La alegría está infravalorada. Parece sospechosa, frívola o poco profesional. Aún creemos que la seriedad es sinónimo de rigor, como si reír restara profundidad o compromiso. Es una creencia absurda que nos roba energía, creatividad y conexión.
Pasar tiempo con alguien que irradia alegría,lo que yo he hecho hoy, es una experiencia fisiológica. Vuelves diferente, el cerebro imita emociones gracias a las neuronas espejo. Por eso, estar cerca de una persona alegre cambia literalmente nuestro estado interno. La dopamina se eleva, la amígdala se calma y la percepción del tiempo se suaviza. La alegría no solo se contagia, también se aprende.
Cada uno puede cultivarla desde distintos lugares.
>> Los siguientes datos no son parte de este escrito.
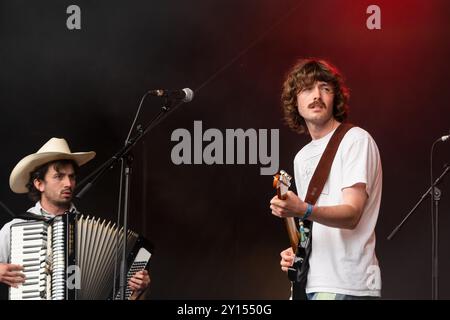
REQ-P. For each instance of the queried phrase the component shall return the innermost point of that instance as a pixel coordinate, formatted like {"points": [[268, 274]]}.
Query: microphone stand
{"points": [[124, 154], [436, 196]]}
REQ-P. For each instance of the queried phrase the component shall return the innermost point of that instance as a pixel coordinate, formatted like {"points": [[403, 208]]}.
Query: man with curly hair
{"points": [[342, 263]]}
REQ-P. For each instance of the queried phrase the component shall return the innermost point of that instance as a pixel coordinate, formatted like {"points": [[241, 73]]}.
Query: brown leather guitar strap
{"points": [[315, 188]]}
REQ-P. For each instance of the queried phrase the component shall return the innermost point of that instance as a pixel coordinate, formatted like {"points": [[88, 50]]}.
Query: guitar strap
{"points": [[315, 187]]}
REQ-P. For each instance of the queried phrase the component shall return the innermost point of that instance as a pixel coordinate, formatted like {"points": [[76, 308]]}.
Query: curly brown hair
{"points": [[303, 74]]}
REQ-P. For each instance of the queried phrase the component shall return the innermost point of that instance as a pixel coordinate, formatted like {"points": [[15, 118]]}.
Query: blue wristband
{"points": [[308, 211]]}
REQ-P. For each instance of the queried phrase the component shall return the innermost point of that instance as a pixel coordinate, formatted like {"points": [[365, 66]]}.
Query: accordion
{"points": [[73, 257]]}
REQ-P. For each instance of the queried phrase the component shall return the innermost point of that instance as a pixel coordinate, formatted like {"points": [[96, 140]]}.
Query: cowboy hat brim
{"points": [[21, 173]]}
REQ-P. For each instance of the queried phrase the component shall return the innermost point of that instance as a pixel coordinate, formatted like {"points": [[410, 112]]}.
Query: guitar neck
{"points": [[292, 232]]}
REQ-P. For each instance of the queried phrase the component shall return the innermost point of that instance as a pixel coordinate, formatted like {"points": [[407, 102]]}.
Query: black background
{"points": [[214, 235]]}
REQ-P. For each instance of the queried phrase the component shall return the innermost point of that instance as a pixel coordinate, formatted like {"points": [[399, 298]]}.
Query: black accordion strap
{"points": [[31, 216]]}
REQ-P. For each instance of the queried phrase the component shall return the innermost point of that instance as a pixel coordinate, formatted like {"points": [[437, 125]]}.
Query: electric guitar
{"points": [[298, 237]]}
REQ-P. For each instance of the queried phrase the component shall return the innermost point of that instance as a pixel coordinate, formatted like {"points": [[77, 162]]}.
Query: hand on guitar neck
{"points": [[282, 182], [286, 204]]}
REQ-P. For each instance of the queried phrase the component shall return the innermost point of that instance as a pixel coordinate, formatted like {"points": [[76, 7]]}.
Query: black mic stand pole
{"points": [[427, 193], [436, 196], [124, 153]]}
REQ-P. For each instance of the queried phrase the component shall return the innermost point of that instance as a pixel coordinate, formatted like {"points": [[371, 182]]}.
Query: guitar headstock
{"points": [[282, 182]]}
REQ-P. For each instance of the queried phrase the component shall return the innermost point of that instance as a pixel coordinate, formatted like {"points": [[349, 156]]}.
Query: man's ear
{"points": [[39, 184]]}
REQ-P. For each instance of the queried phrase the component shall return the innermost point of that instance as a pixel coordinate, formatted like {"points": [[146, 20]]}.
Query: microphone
{"points": [[185, 95], [444, 138]]}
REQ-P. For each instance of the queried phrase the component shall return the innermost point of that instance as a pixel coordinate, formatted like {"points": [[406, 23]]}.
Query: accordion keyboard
{"points": [[30, 251]]}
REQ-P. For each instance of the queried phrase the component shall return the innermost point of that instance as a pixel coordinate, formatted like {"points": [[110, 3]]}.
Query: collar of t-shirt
{"points": [[38, 210]]}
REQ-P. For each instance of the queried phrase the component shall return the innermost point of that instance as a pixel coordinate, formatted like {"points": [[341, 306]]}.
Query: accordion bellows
{"points": [[68, 257]]}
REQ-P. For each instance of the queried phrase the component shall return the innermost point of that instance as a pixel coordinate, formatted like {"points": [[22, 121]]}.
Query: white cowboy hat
{"points": [[54, 149]]}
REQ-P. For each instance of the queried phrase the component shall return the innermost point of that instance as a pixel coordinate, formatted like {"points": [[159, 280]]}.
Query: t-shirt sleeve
{"points": [[360, 162]]}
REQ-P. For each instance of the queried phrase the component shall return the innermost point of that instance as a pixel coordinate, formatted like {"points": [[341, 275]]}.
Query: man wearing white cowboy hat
{"points": [[49, 178]]}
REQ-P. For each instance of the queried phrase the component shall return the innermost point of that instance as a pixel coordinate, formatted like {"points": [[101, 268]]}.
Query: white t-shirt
{"points": [[343, 261]]}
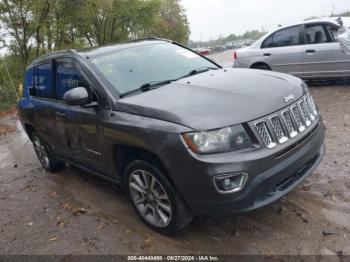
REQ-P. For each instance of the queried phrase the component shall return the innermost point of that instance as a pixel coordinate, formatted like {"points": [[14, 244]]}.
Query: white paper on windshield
{"points": [[344, 39], [186, 53]]}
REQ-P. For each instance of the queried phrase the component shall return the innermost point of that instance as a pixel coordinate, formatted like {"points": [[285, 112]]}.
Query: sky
{"points": [[211, 18]]}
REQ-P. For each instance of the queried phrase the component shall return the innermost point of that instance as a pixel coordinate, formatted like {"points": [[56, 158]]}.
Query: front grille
{"points": [[278, 129], [288, 123], [287, 117], [298, 118], [304, 113], [265, 134]]}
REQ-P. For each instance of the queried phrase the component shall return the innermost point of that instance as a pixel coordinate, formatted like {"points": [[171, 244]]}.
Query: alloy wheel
{"points": [[150, 198]]}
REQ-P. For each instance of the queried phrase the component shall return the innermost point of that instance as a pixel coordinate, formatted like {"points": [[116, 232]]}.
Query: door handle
{"points": [[60, 115], [310, 51]]}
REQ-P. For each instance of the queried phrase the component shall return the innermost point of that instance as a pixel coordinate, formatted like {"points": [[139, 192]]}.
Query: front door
{"points": [[322, 55], [79, 127], [282, 50]]}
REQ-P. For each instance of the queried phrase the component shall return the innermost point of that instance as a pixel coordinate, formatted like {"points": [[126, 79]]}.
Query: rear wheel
{"points": [[154, 199], [46, 158]]}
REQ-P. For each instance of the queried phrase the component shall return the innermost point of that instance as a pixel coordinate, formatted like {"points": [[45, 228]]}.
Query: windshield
{"points": [[128, 69]]}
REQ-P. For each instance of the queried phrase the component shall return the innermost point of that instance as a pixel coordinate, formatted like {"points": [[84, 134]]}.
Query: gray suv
{"points": [[309, 50], [181, 135]]}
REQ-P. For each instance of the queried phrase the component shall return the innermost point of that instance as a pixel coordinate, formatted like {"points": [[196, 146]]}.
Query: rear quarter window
{"points": [[284, 37], [43, 81]]}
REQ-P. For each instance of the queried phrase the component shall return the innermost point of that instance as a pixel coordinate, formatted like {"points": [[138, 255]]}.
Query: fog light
{"points": [[230, 183]]}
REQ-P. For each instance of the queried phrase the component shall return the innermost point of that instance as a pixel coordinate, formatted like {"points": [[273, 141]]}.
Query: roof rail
{"points": [[148, 39]]}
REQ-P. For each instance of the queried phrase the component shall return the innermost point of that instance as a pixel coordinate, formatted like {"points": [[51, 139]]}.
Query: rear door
{"points": [[79, 127], [282, 50], [43, 103], [322, 55]]}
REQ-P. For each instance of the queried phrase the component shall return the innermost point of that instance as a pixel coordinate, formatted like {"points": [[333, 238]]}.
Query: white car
{"points": [[309, 49]]}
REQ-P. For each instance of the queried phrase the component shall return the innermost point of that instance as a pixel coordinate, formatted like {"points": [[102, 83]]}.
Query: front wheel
{"points": [[46, 158], [154, 199]]}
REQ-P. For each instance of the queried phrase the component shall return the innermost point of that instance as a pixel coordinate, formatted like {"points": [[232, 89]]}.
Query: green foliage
{"points": [[254, 35], [31, 28]]}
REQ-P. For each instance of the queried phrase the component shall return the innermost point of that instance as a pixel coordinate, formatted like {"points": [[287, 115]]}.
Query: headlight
{"points": [[218, 141]]}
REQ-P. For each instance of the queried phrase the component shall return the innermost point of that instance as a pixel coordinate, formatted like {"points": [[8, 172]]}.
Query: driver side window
{"points": [[68, 76]]}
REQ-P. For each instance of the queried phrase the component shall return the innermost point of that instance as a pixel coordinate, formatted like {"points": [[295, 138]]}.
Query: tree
{"points": [[22, 20]]}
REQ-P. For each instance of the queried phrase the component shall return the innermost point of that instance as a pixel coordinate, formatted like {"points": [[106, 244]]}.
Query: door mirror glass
{"points": [[76, 97]]}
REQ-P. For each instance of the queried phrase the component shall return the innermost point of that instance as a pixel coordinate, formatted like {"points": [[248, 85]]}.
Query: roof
{"points": [[93, 51]]}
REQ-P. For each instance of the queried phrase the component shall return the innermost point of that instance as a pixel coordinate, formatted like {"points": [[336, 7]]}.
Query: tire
{"points": [[44, 154], [154, 204], [262, 67]]}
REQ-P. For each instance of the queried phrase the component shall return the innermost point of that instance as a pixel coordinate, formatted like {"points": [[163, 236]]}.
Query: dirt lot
{"points": [[71, 212]]}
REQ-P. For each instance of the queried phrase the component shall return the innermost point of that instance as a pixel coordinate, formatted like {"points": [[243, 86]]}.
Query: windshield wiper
{"points": [[148, 86], [156, 84], [199, 70]]}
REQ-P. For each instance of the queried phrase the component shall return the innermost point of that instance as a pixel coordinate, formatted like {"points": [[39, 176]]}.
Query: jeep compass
{"points": [[180, 134]]}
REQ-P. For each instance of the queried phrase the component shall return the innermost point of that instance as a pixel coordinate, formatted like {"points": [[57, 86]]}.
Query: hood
{"points": [[216, 99]]}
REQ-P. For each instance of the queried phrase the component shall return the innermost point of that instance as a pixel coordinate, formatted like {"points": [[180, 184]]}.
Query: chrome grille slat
{"points": [[265, 134], [309, 108], [287, 124], [297, 117], [288, 121], [304, 113], [278, 129]]}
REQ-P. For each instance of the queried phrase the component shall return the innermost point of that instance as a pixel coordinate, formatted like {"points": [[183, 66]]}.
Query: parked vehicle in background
{"points": [[202, 51], [309, 50], [181, 135]]}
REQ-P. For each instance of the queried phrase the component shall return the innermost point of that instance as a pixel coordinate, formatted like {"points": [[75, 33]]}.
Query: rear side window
{"points": [[315, 34], [43, 81], [68, 77], [284, 37]]}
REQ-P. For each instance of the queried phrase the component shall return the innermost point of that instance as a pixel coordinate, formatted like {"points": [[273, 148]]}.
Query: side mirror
{"points": [[31, 91], [76, 97]]}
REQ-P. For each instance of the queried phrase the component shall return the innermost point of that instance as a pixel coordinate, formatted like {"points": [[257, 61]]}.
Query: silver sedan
{"points": [[309, 50]]}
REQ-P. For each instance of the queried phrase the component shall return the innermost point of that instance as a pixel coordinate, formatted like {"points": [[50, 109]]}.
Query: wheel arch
{"points": [[29, 130], [125, 154]]}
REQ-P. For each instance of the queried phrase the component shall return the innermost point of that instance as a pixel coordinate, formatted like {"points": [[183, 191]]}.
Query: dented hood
{"points": [[216, 99]]}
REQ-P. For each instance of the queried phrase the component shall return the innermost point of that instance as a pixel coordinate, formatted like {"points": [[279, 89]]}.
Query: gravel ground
{"points": [[71, 212]]}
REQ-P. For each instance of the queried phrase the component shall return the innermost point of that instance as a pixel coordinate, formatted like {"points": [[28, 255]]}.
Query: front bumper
{"points": [[271, 175]]}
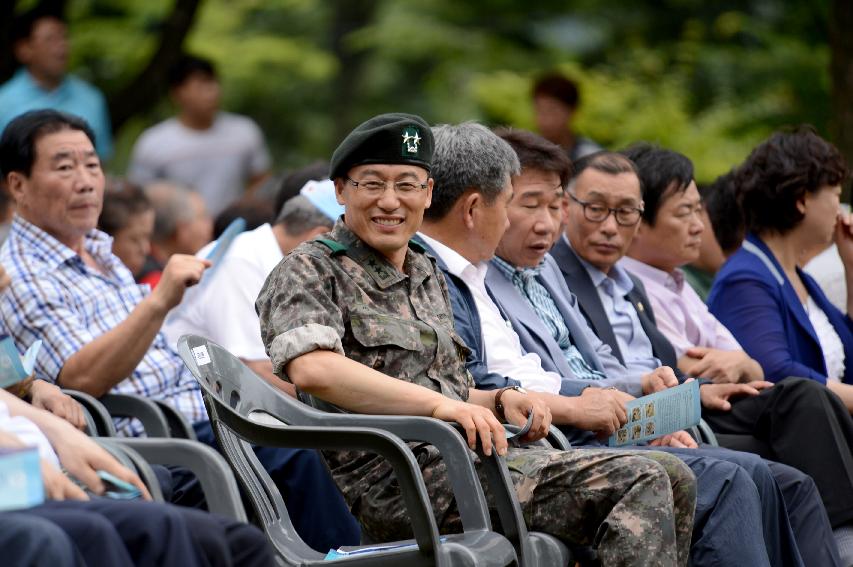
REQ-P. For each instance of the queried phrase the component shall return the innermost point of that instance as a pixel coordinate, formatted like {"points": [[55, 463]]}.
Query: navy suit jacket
{"points": [[753, 297], [578, 280], [536, 338]]}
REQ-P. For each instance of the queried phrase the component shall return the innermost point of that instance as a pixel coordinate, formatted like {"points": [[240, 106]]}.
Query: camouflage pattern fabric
{"points": [[341, 295]]}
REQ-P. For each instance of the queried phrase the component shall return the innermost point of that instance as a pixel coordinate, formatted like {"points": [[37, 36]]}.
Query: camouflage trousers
{"points": [[635, 507]]}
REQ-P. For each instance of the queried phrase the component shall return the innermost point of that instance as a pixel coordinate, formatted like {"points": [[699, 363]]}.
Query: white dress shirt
{"points": [[504, 354]]}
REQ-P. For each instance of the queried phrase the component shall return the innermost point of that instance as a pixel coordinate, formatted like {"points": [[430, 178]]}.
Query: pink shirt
{"points": [[680, 313]]}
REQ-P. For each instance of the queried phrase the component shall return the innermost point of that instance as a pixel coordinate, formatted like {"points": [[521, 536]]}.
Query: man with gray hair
{"points": [[241, 274], [182, 225]]}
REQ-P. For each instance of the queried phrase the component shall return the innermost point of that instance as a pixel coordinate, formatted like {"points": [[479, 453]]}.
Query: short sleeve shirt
{"points": [[217, 162], [55, 297]]}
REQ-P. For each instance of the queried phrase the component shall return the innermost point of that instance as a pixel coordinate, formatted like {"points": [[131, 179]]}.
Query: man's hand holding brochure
{"points": [[659, 414]]}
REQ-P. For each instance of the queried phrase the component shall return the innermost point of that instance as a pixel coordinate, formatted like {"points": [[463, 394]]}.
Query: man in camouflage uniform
{"points": [[359, 320]]}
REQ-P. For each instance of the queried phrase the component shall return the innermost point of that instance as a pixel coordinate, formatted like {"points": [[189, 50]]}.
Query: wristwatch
{"points": [[499, 407]]}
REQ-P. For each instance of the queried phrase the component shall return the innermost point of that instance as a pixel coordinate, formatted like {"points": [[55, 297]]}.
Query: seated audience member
{"points": [[788, 416], [617, 309], [537, 193], [7, 211], [555, 102], [240, 277], [221, 155], [789, 190], [181, 226], [668, 237], [116, 532], [128, 217], [827, 269], [100, 330], [368, 307], [719, 199]]}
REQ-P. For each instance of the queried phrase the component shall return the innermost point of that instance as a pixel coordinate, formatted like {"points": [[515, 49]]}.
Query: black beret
{"points": [[394, 138]]}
Algunos la encuentran en la gratitud, otros en la naturaleza, en el arte, o en una conversación sincera. No se trata de negar el dolor, sino de equilibrarlo. Fingir alegría, incluso cuando no se siente del todo, activa las mismas redes neuronales que cuando es real. Con el tiempo, el cerebro termina creyéndosela, y eso la convierte en auténtica.
La alegría no nos distrae del esfuerzo, lo sostiene. Nos permite persistir, adaptarnos y conectar mejor. No es una frivolidad emocional, es una herramienta de supervivencia mental.
Igual que nos obsesionamos con penar en lo que nos apena o aterra y si probamos a sonreír, aunque sea de forma voluntaria, quizá activemos el nervio vago y regulemos el sistema nervioso parasimpático, reduciendo la tensión y mejorando la atención. Entrenar la alegría es una forma de entrenar la inteligencia emocional.